11. A system for sharing information, the system comprising a processing resource in communication with a non-transitory computer-readable medium, wherein the non-transitory computer-readable medium includes a set of instructions and wherein the processing resource is designed to carry out the set of instructions to:
continuously identify community security occurrences associated with a threat exchange community based on a number of global parameters associated with the community;
continuously identify individual security occurrences for each of the number of participants based on a number of local parameters associated with each of the number of participants;
dynamically determine an amount and a granularity of participant-related information of each of the number of participants to share with at least one of a threat exchange server within the threat exchange community and the number of participants based on the community security occurrences and each of the individual security occurrences; and
receive, via a communication link, the determined participant-related information at the at least one of the threat exchange server and the number of participants.
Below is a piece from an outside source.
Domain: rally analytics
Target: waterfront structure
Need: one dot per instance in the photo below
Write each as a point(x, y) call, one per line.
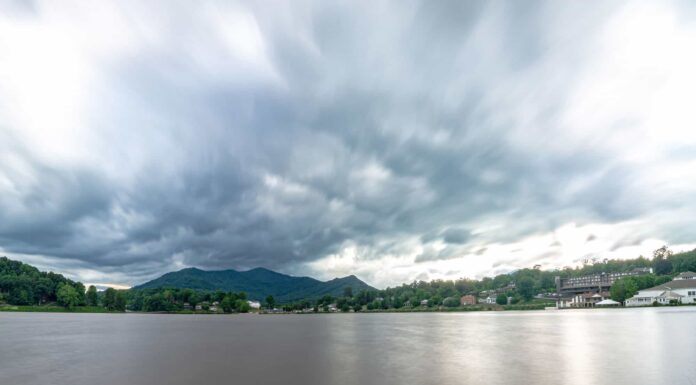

12. The system of claim 12, wherein the instructions to dynamically determine the amount and the granularity of participant-related information include instructions to dynamically increase an amount of information and an information granularity level for each of the number of participants in response to a number of the community security occurrences including a security threat.
13. The system of claim 12, wherein the instructions to dynamically determine the amount and the granularity of participant-related information include instructions to dynamically decrease an amount of information and an information granularity level for each of the number of participants in response to the security threat subsiding.
14. The system of claim 11, wherein the instructions to dynamically determine the amount and the granularity of participant-related information include instructions to dynamically increase an information granularity level for a first participant within the number of participants in response to an individual security occurrence associated with the first participant including a security threat.
15. The system of claim 14, wherein the instructions to dynamically determine the amount and the granularity of participant-related information include instructions to dynamically decrease an amount of information and an information granularity level for the first participant in response to the security threat subsiding.